I think I have started about 8 blogs at this point in my illustrious blogging career. Only one has lasted and really only because it is a group blog. This will probably see a flurry of action for a month or two and go down as Jon Bon Jovi has so eloquently put it, "in a blaze of glory." Oh well, low expectations begets blessed satisfaction....or so I've heard. I suppose I ought to introduce myself:

I am Chet. I live in a little slice heaven called Somis, California. Also know as "God's County," where indeed milk and honey flows.

I am a husband to a pretty little lady. She smells like coconut and finds me mildly humorous. We have travelled to a bunch of places and are planning on travelling quite a bit more but still find Somis better than anywhere.

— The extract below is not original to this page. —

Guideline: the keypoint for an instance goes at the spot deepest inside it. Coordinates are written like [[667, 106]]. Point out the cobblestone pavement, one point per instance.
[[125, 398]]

I am a high school teacher at a Christian school. I use to teach the Bible but now I am teaching Critical Thinking and Composition. Not because I don't like the Bible anymore...because I do...

I am going to grad school. I am getting a Master of Studies in Classical Christian Studies from New St. Andrews College. I start in August and just got my 1000+ pages of books today. Latin, Plato and Aquinas...Fun stuff.

I am a photographer (for a little extra coin.) I do all sorts of different types of pictures. If you look at the Proctor Surfboards ad in the latest Surfer Magazine, you can see one of them.

I am a surfboard maker. Accumulating a legion of surfboards would be too expensive if I did not make them myself. Not to mention that my neighbors love the smell of resin wafting through the air as it mingles with the smell of their pot roast at dinner time.

I am a farmer (of sorts.) I actually have a modest garden that I derive entirely too much pleasure out of tending. I am growing tomatoes, which I do not like. I am also growing corn, which I love. I was growing strawberries until my dogs ate them. I was also growing radishes until the local Somis rabbit posse ate them. I plan on planting a vineyard and making my own wine.

I am a builder (again, of sorts.) I am building an addition onto my house. Mostly learning as I go and bribing people who know already with beer and surfboards.

I am interested in: theology, beer, philosophy, dachshunds, Notre Dame football, G.K. Chesterton, music, poetry, ukuleles, 1965 Dodge Darts, surfing, The Reformation, agrarianism, the hookah, spy novels, Mexico, the kinesiology of ankles, the Middle Ages, the NHL, barbecuing, satire, Dirty Jobs with Mike Rowe, hummingbirds, old Bibles, mowing my lawn, The Great Books, and collecting and drinking wine...the list goes on and on.

To tell you the truth, I don't have any real goal in mind for this blog. It'll probably have something to do with, or at least relate back to the title of blog. "Living in Antithesis" is basically the desire to live by principles from God's Word. As these principles are more often than not set in direct opposition to the world, Christians ought to find themselves living in antithesis. I want to do that.